(AFNS) — The Air Force released its plan Mar. 28 to implement force structure changes mandated by the Fiscal Year 2013 National Defense Authorization Act.
The bill authorized the service to complete actions approved in previous years, such as aircraft retirements, and directed execution of Congressionally-approved force structure actions.
Some of these changes were outlined in the Air Force’s Total Force Proposal, developed in coordination with the Air National Guard and Air Force Reserve. Others were congressionally-directed.
“Our Air Force continues efforts to maximize the strength of our Total Force, and we are pleased with the progress that is being made on this front,” said Secretary of the Air Force Michael Donley. “This implementation plan illustrates the Air Force’s continued commitment to transparency as it completes the force structure requirements directed and authorized by the NDAA.”

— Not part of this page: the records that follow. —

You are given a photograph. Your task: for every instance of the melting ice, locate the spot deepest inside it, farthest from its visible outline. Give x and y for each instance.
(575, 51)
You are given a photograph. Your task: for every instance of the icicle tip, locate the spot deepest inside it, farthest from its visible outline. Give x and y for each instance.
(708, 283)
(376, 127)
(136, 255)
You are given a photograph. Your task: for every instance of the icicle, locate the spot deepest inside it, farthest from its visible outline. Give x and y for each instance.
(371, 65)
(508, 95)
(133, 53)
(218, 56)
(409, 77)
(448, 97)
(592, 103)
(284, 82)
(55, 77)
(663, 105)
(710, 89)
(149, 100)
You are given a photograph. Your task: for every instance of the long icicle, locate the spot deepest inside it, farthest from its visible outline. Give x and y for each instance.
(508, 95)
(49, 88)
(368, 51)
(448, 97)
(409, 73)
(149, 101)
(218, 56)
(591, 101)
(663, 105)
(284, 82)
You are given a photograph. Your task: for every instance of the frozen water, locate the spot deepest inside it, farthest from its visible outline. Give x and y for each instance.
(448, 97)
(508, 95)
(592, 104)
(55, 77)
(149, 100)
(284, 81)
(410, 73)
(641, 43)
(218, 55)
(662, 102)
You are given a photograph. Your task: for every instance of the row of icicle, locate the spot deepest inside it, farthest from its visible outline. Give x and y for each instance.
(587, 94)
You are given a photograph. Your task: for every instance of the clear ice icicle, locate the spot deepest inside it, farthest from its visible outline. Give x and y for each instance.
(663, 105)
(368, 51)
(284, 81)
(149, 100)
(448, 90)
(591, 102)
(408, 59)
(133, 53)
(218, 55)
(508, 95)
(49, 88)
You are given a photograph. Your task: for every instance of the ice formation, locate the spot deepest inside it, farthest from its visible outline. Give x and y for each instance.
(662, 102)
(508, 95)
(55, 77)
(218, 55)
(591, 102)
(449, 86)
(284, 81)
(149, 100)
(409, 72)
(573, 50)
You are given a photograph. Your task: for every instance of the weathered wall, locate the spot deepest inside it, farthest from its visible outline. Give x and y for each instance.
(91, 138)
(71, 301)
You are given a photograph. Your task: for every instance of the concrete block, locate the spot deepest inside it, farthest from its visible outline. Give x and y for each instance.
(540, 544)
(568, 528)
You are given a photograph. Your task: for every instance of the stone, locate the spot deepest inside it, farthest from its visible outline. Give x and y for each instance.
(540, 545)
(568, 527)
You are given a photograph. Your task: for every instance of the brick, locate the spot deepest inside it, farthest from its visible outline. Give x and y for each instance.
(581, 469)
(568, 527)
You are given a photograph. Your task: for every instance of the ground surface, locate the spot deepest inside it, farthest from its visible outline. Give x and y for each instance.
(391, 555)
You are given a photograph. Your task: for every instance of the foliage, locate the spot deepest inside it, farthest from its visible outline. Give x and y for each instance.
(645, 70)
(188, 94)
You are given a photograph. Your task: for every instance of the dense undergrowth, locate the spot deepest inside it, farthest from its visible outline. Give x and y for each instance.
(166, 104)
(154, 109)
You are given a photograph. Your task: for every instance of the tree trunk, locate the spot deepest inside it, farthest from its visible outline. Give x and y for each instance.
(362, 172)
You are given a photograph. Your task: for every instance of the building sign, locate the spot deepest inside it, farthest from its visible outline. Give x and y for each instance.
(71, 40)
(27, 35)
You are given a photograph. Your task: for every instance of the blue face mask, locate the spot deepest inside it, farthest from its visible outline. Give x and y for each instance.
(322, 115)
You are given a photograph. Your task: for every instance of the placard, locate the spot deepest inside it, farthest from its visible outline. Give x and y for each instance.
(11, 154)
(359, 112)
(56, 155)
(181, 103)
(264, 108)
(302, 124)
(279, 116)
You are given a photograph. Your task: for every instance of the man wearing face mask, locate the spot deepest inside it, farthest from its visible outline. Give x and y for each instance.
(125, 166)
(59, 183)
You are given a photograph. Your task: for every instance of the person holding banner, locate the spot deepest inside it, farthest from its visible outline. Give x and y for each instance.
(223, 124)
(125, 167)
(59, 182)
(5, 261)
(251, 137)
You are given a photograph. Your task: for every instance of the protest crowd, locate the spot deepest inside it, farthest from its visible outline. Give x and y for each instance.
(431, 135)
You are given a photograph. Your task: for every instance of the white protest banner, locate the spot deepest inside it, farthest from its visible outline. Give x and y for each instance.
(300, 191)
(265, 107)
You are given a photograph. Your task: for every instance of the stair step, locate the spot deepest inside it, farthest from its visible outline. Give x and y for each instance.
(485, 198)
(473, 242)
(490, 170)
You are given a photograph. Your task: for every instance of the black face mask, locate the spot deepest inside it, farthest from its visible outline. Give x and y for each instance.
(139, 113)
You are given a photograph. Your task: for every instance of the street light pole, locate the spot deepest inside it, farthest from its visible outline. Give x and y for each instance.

The NDAA directs a reduction of 65 aircraft and approximately 1,400 military billets from the Air National Guard, 57 aircraft from the Air Force Reserve, and 122 aircraft and approximately 6,100 military billets from the active-duty Air Force.
“Working together we can combine the personnel, equipment and readiness necessary to build a total Air Force equal to all the challenges our nation faces,” said Lt. Gen. Stanley (Sid) E. Clarke III, director of the Air National Guard.
The Air Force’s implementation plan includes a state-by-state description of changes for each base and the associated timeline. Each major command developed activation, reassignment, re-missioning or divesture options.
“We’ve developed guiding principles to ensure that as we make decisions, we continue to have a strong foundation for what is best for our Air Force,” said Lt. Gen. James F. Jackson, chief, Air Force Reserve and commander, Air Force Reserve Command. “We must leverage regular and reserve component strengths and align our decisions with a commitment as one total force team.”
Key principles include: ensure personnel readiness, training and retention for transitioning units to remain at the highest level practicable and minimize mission gaps for units transitioning to new or different missions. Each of the components embraces these principles.
The Air Force will apply this collaborative approach to facilitate open communication with key stakeholders on future total force efforts. Recently, the Secretary and Chief of Staff of the Air Force created a Total Force Task Force.
TF2 will create an enduring strategic process to determine how to correctly balance the strengths of each component to sustain capabilities required to defend our nation now and into the future.
“Our active, Reserve and Guard components are increasingly integrated –training, deploying and conducting a full range of missions together as one Air Force,” said Donley, “and we’re committed to ensuring that our active and reserve component mix correctly balances the strengths of each component, meeting our strategic requirements and our fiscal demands as well. The FY13 implementation plan gets us on a path toward that end.”